# Lab Report 2

## Brief description / used methods

Based on last assignments optimal configuration for the caches, we enable dynamic branch prediction and exploit Instruction-Level-Parallelism. We simulate different branch prediction strategies (bimodal, 2-level and combined), pick the best one and then try to optimize related parameters (table and buffer sizes). Using this new configuration, we increase the number of functional units, enable out-of-order execution and increase the processor width. We start with high resources and lower these step by step to stay close to the maximal speed up while saving costs for additional hardware that does not cause significant speed up. All simulations and speed ups are based on the cache optimal configuration (D-cache: 32kB, 128 Bit block size, 2way; I-cache: 32kB, 128 Bit block size, 4way).

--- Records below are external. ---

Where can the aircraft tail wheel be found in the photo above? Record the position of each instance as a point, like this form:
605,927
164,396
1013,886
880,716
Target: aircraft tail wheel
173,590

## Results and observations

#### Branch prediction

The base configuration uses “not taken” as static branch prediction (accuracy 49.1%). Enabling dynamic prediction rises the accuracy to over 90% regardless of the used strategy. Comparing the strategies and best/worst case, there is a difference of 5% for “stringsearch” whereas “Dijkstra” BP‑accuracy has a variation of only 1.7%. The geometric mean of speed ups is 1.379, although this depends on the actual application. Speed up for “qsort” is only 1.23 whereas “gsm-untoast” has a speed up of 1.56. Doubling the table size for each strategy offers no noticeable performance improvement.

The highest speed up is reached using the “comb” strategy together with a 128-byte 4way associative branch target buffer. Enabling the RAS adds a little speed up, but there is no noticeable difference between sizes of four and eight.

|  |  |  |  |  |
| --- | --- | --- | --- | --- |
| **Parameter** | **Max** | **OPT3** | **2wide** | **8wide** |
| IF Queue Size | 8 | 2 | 2 | 8 |
| RUU Size | 128 | 128 | 128 | 128 |
| LSQ | 64 | 64 | 64 | 64 |
| #ALUs | 8 | 1 | 2 | 3 |
| #MULTs | 4 | 1 | 1 | 1 |
| Issue wrong path | False | false | false | false |

#### Instruction level parallelism

Table 1: best configurations for ILP parameters

Enabling out of order execution and increasing the reorder buffer size reduces the number of instructions that need to be stalled and thus, increases speed up. Setting all parameters (see table 1) to their maximum values while keeping processor width equal to 1 results in a speed up 1.17. As increasing the number of functional units only has an effect if we increase the width for issue, decode and commit – we can only process one instruction per cycle and cannot exploit more functional units. The same argument holds for IF queue size. As we can only process one instruction per time, increasing this parameter has no noticeable impact on performance.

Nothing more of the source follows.